From Heartbreak, Mourning, Loss. Volume One, Detach or Die

The price to pay for self-denial

Since we got together five years ago, Bob has never paid his share of the rent, nor of the food, nor of any other expenses, because he has been working only part time and paying off student debts with the little money he earns. I am older than he by 15 years and earn a lot more than he does. I had a nest egg in the bank (all gone now) and I believed his financial dependence on me would be a temporary situation, maybe a few months. Finally, last month, after five years, he took a full time job. Instead of offering to contribute to our common expenses, he bought himself a thirty-foot sailboat. He said he absolutely needed a big “ego-booster,” something to rescue him from a sense of worthlessness and depression after the five years of not having his own money!
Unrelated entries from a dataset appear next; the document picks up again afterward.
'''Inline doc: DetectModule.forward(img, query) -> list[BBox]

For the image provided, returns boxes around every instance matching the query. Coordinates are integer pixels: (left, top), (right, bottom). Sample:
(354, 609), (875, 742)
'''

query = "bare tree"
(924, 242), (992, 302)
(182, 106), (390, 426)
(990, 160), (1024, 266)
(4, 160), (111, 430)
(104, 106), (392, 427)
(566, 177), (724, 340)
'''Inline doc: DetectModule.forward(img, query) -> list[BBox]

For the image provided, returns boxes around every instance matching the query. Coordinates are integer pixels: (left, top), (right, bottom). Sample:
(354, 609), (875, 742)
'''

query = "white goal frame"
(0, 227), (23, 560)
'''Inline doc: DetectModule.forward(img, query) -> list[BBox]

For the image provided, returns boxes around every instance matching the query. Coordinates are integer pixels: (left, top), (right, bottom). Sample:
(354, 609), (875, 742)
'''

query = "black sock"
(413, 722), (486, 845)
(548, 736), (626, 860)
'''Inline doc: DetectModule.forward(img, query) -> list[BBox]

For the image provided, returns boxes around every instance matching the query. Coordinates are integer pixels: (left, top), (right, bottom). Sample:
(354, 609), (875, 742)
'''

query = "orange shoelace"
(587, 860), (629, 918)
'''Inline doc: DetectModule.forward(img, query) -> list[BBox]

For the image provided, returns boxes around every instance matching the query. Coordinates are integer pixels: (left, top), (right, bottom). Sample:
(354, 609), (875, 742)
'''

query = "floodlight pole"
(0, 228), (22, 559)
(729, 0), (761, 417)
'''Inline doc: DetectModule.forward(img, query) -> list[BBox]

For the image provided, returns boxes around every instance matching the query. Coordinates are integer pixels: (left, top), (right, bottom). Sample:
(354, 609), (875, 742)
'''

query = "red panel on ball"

I could not brush off my disappointment and I insisted on his financial participation, but he argued that it would be a good thing for our relationship if he had his “own space,” which meant living on his sailing boat. A little voice in me whispered, “he has been using you all along!”

I am big woman, and Bob makes me feel like trash because of my weight problem. That is why I have been willing to be his sugar mommy and pay for everything all this time. Now he wants freedom from mommy.

I am reversing the script: he is trash, a boy rather than a man, a parasite, a big baby.